Search code examples
gitutf-16

Is it possible to use something like reposurgeon to turn all commits of a UTF-16 file to UTF-8 in a git repo?


I have a git repository that has a UTF-16 file in it. Its only UTF-16 by accident, the file could be encoded in 7-bit ascii without a loss of data. I'd like to use something like reposurgeon to convert the file to UTF-8 so that git diff will work with older revisions of the file and I don't have to resort to git difftool.

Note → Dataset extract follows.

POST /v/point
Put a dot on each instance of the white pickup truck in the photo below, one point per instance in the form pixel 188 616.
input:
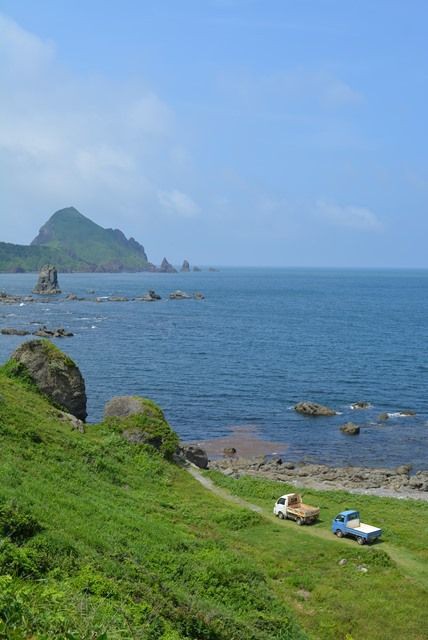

Is this possible?


Solution

  • Why don't you just covert the file to UTF-8 and commit it, e.g. with:

    iconv -f UTF-16 -t UTF-8 input-file.txt > input-file.txt.fixed
    # Check here that the conversion worked OK
    mv -i input-file.txt.fixed input-file.txt
    git commit -m 'Convert input-file.txt from UTF-16 to UTF-8' input-file.txt
    

    Update after a clarifying comment:

    If you want to rewrite that file at every commit in the history of HEAD, you can use git filter-branch, something like:

    git filter-branch --tree-filter \
        'iconv -f UTF-16 -t UTF-8 input-file.txt > input-file.txt.fixed  &&
         mv input-file.txt.fixed input-file.txt' HEAD
    

    Of course, if you're rewriting history in this way, it may cause problems if you have shared this repository with anyone. (I haven't tested that command - use it with care, probably only a new clone of your repository.)